Elastic Weight Consolidation for Knowledge Graph Continual Learning: An Empirical Evaluation¶

Conference: NeurIPS 2025 (NORA Workshop)
arXiv: 2512.01890
Code: None
Area: Graph Learning
Keywords: Continual Learning, Knowledge Graphs, Elastic Weight Consolidation, Catastrophic Forgetting, Link Prediction

TL;DR¶

This paper systematically evaluates Elastic Weight Consolidation (EWC) for continual learning of TransE knowledge graph embeddings on FB15k-237, finding that EWC reduces catastrophic forgetting from 12.62% to 6.85% (a 45.7% reduction), and reveals that task partitioning strategy (relation-based vs. random) has a substantial impact on forgetting metrics (a difference of 9.8 percentage points).

Background & Motivation¶

Background: Knowledge graphs evolve continuously and require ongoing updates.
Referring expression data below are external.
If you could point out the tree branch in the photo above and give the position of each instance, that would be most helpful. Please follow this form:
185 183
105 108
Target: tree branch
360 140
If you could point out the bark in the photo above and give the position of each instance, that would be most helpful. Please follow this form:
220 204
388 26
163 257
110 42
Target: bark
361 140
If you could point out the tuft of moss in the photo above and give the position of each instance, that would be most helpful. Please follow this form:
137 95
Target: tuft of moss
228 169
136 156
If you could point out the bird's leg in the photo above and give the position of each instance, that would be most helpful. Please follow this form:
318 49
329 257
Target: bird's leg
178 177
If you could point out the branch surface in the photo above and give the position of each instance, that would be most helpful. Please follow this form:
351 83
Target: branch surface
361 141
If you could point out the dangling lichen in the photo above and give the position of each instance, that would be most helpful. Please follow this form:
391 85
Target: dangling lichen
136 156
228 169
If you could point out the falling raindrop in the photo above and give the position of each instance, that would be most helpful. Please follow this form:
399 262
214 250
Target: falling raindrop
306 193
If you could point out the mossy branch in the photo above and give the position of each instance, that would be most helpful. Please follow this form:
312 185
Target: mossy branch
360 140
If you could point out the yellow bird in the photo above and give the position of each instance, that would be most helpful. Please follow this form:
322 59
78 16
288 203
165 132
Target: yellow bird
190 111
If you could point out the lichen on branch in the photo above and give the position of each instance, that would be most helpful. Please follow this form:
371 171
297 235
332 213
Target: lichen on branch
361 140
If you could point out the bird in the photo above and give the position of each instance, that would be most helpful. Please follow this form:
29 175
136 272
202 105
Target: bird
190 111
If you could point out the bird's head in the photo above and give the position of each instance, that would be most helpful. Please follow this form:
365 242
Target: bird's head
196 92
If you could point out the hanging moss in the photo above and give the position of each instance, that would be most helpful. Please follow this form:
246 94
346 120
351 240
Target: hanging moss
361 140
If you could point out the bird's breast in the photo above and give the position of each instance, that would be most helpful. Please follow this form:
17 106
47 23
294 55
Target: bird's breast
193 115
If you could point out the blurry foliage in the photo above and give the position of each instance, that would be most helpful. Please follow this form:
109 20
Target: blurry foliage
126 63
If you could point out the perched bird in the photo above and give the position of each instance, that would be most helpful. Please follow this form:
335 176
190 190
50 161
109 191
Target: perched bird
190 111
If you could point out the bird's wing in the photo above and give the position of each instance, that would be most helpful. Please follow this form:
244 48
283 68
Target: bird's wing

Neural embedding models such as TransE learn vector representations for link prediction, but suffer from catastrophic forgetting during sequential task learning—performance on previous tasks degrades sharply.

Limitations of Prior Work: Continual learning methods have been extensively studied in image classification and NLP, yet empirical evaluation on KG link prediction remains insufficient. In particular, the effectiveness of the classical regularization approach EWC on KG embeddings lacks systematic validation.

Key Challenge: KG embeddings have a structured parameter space in which specific dimensions encode semantic attributes. It is unclear whether simple parameter protection suffices to preserve semantic structure. Moreover, the effect of task partitioning strategy on the measurement of catastrophic forgetting is not well understood.

Goal: (a) Can EWC effectively mitigate catastrophic forgetting in KG embeddings? (b) How does the task construction strategy affect forgetting metrics?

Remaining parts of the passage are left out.